I'd say all of those have some merit (though the "structural reforms" thing seems to me more of a symptom—if growth were good, the fiscal drag of current policies would largely go away; the other problems on the list aren't magically solved by growth itself).
But there's a big factor omitted from all mainstream discussion, which is that resource constraints are making it harder for economies to grow. Putting it in rather simple terms, cheap energy can support widespread high-paying jobs, while expensive energy can only support a small number of high-paying jobs; if there are going to be lots of jobs, they can only be low-paying. So even though the working-class is generally stagnating in the rich countries, their wages are still too high for the energy regime we've been in for about 10 years now; and since laws and expectations and fairness all make it hard to reduce wages in rich countries, we're stuck with slow growth. In poor countries, wages are higher than they were, but still a lot lower than here, and thus low enough for employment to expand even when energy is expensive.
(And look at
one of the counterarguments to the concern about robots: Sure, machines will reduce labor's
share of income, but once we remove the expense of labor for producing things, we'll be living in a world of abundance, so the median person will nonetheless have more access to stuff than today. Without the merest consideration of the idea that providing medical care, driving people around, growing their food is still going to take energy and other resources, and there are tougher limits on replacing that than on replacing human labor.)

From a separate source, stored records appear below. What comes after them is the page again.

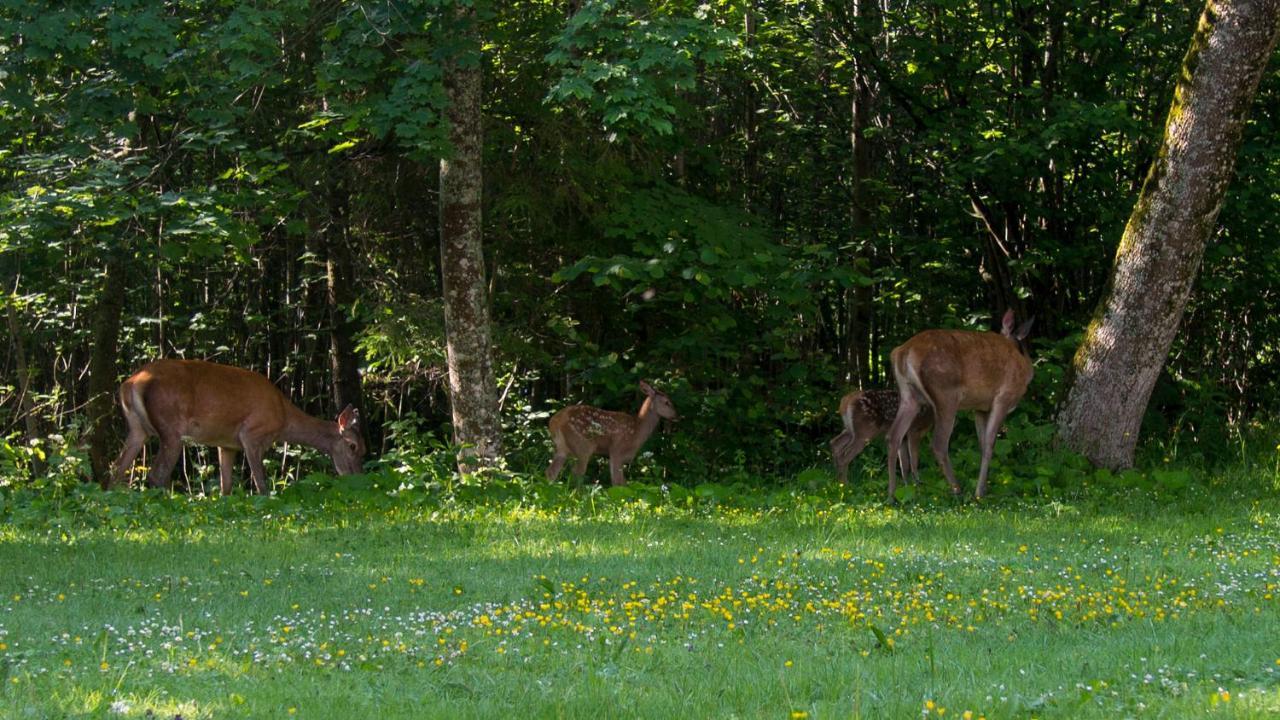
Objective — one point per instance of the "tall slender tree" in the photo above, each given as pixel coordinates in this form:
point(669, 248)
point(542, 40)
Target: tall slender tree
point(1160, 253)
point(472, 391)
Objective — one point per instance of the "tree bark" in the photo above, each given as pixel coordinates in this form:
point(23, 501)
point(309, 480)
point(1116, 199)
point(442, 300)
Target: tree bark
point(103, 372)
point(1160, 253)
point(339, 295)
point(24, 404)
point(472, 391)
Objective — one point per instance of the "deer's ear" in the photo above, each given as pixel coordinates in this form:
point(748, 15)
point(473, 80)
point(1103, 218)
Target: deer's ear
point(348, 418)
point(1024, 329)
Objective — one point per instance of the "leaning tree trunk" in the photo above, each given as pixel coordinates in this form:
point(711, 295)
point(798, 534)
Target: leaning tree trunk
point(1160, 253)
point(103, 415)
point(472, 391)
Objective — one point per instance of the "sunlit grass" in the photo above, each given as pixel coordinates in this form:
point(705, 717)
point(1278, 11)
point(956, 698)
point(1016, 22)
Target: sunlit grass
point(827, 605)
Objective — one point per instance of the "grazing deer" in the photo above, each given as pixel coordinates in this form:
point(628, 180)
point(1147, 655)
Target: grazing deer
point(867, 414)
point(583, 431)
point(952, 370)
point(231, 409)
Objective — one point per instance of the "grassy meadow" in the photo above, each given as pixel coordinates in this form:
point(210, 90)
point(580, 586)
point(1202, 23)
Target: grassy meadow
point(341, 601)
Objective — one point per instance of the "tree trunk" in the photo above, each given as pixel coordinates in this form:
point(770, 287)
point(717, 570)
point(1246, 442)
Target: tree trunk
point(339, 295)
point(1160, 253)
point(472, 391)
point(103, 372)
point(24, 404)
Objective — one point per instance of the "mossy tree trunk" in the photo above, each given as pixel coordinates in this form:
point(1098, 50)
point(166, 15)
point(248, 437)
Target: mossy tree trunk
point(472, 391)
point(1160, 253)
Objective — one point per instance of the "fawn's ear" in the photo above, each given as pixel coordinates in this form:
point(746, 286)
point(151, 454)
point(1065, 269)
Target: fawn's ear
point(1024, 329)
point(1006, 326)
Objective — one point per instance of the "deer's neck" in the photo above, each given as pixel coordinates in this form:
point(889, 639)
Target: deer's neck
point(305, 429)
point(647, 420)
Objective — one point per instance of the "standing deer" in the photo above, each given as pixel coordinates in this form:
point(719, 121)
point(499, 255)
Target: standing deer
point(231, 409)
point(867, 414)
point(583, 431)
point(952, 370)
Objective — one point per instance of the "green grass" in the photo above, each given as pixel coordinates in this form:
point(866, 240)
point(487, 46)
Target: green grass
point(819, 604)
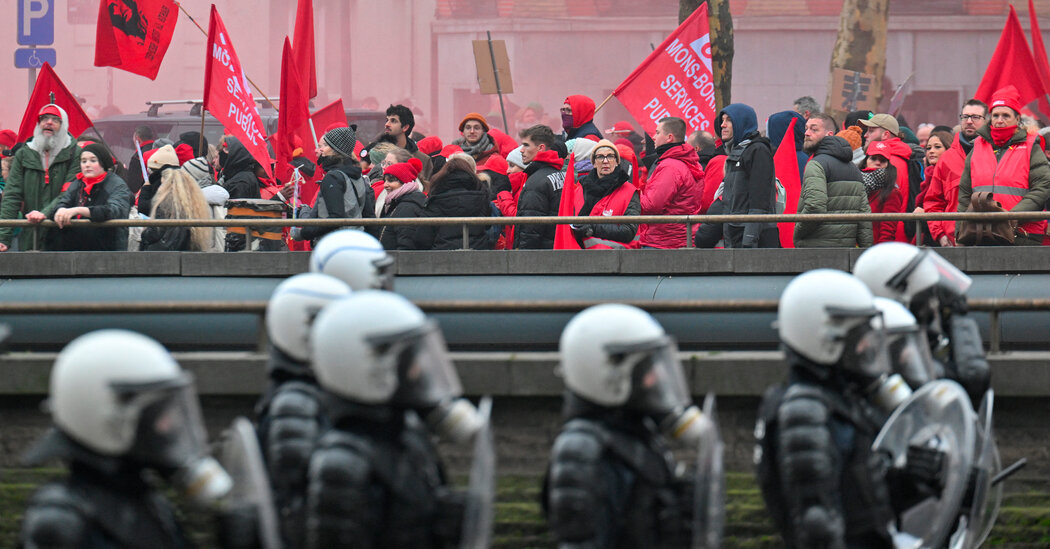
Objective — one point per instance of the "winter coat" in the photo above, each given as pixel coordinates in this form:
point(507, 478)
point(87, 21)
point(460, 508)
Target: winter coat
point(675, 187)
point(331, 201)
point(238, 173)
point(455, 195)
point(30, 188)
point(832, 184)
point(110, 198)
point(410, 205)
point(1038, 173)
point(541, 195)
point(942, 191)
point(589, 195)
point(749, 187)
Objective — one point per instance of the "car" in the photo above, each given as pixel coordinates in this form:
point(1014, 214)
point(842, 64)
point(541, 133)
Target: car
point(168, 123)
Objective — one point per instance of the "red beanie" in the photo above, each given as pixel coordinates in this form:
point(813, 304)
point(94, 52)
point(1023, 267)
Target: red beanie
point(449, 150)
point(495, 163)
point(185, 153)
point(429, 145)
point(404, 171)
point(1007, 97)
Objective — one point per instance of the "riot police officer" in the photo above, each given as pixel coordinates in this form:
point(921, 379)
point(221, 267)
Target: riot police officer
point(935, 291)
point(122, 408)
point(355, 257)
point(289, 415)
point(376, 478)
point(611, 482)
point(821, 482)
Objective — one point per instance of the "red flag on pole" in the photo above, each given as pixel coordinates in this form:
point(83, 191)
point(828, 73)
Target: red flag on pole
point(293, 114)
point(785, 166)
point(302, 45)
point(1011, 63)
point(47, 83)
point(134, 36)
point(675, 80)
point(1040, 56)
point(563, 233)
point(227, 94)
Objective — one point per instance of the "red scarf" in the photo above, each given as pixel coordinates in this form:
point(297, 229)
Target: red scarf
point(89, 183)
point(1002, 135)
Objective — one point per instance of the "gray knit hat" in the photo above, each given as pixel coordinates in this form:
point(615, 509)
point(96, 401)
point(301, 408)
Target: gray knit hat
point(341, 140)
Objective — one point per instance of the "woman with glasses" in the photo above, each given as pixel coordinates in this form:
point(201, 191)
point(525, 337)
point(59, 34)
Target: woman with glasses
point(607, 190)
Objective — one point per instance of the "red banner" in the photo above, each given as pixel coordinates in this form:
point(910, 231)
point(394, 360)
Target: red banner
point(227, 94)
point(47, 83)
point(675, 80)
point(133, 35)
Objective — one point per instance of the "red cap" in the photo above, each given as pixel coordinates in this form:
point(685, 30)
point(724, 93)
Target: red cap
point(404, 171)
point(50, 108)
point(449, 150)
point(621, 128)
point(1007, 97)
point(429, 145)
point(495, 163)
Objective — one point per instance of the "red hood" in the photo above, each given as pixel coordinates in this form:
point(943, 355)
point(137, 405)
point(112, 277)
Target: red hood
point(549, 157)
point(583, 109)
point(686, 153)
point(889, 148)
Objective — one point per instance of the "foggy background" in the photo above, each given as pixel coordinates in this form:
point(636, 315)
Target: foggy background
point(374, 53)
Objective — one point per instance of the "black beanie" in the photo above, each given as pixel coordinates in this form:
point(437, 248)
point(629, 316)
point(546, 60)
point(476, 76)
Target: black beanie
point(100, 150)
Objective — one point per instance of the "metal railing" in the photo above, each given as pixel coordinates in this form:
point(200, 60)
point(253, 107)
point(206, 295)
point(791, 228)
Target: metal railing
point(466, 223)
point(994, 307)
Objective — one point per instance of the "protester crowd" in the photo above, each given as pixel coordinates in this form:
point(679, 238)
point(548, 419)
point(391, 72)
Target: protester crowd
point(992, 160)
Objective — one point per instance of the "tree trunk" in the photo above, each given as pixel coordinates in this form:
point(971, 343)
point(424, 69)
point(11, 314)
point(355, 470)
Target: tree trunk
point(721, 44)
point(861, 47)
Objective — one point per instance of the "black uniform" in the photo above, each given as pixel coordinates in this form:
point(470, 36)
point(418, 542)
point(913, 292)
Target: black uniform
point(821, 482)
point(611, 483)
point(105, 503)
point(376, 479)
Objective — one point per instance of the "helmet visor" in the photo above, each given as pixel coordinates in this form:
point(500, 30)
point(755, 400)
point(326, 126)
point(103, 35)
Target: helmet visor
point(864, 346)
point(657, 381)
point(909, 356)
point(426, 376)
point(170, 429)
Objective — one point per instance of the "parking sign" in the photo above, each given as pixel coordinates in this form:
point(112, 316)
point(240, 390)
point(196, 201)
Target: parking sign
point(36, 22)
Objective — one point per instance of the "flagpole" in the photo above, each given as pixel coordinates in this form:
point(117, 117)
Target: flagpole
point(246, 75)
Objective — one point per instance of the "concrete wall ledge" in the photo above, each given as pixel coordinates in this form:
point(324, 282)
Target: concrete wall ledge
point(684, 261)
point(736, 374)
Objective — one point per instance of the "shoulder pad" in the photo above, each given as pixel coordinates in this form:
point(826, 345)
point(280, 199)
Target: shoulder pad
point(55, 519)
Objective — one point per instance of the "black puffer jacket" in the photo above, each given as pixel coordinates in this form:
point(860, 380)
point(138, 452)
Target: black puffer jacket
point(458, 194)
point(238, 173)
point(410, 205)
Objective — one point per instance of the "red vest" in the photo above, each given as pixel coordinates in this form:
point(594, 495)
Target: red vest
point(1007, 180)
point(613, 204)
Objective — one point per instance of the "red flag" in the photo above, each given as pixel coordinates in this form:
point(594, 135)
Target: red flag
point(563, 234)
point(47, 83)
point(328, 117)
point(227, 94)
point(675, 80)
point(1011, 64)
point(785, 166)
point(1040, 56)
point(294, 112)
point(134, 36)
point(303, 46)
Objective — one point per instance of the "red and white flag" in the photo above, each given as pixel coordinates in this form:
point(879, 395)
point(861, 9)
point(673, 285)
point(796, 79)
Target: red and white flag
point(675, 80)
point(48, 83)
point(133, 35)
point(227, 94)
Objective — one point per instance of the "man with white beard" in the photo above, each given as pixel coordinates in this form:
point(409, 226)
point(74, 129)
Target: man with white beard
point(38, 173)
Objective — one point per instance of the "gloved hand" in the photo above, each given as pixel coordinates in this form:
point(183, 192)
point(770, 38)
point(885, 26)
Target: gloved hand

So, yeah—maybe an L-shaped non-recovery.
But even that is implicitly asking the wrong question, by assuming that recovery means return to GDP growth rates that were normal in the post-WWII era. If you take resource constraints seriously (not just "Are there limits on how much we can get our hands on?", but, "Are there limits on how much we can burn without ending up really, really sorry?"), then you're led pretty quickly to a very different question. Not, "How do we get the economy growing again?", but, "How do we arrange a decent standard of living for as many people as possible in a system that feels basically fair to most people, while limiting our ecological impact?"
That may sound like a sustainability question or an environmental question, because of the last clause. But it's also a deeply economic question. We have the technological ability to do less in total and still have enough for a decent material standard of living for all. But markets aren't good at answering the question of how to do that, and reliance on the state has its pitfalls, too.
So I don't have an easy answer, but I think it would help if more economists were asking the right question.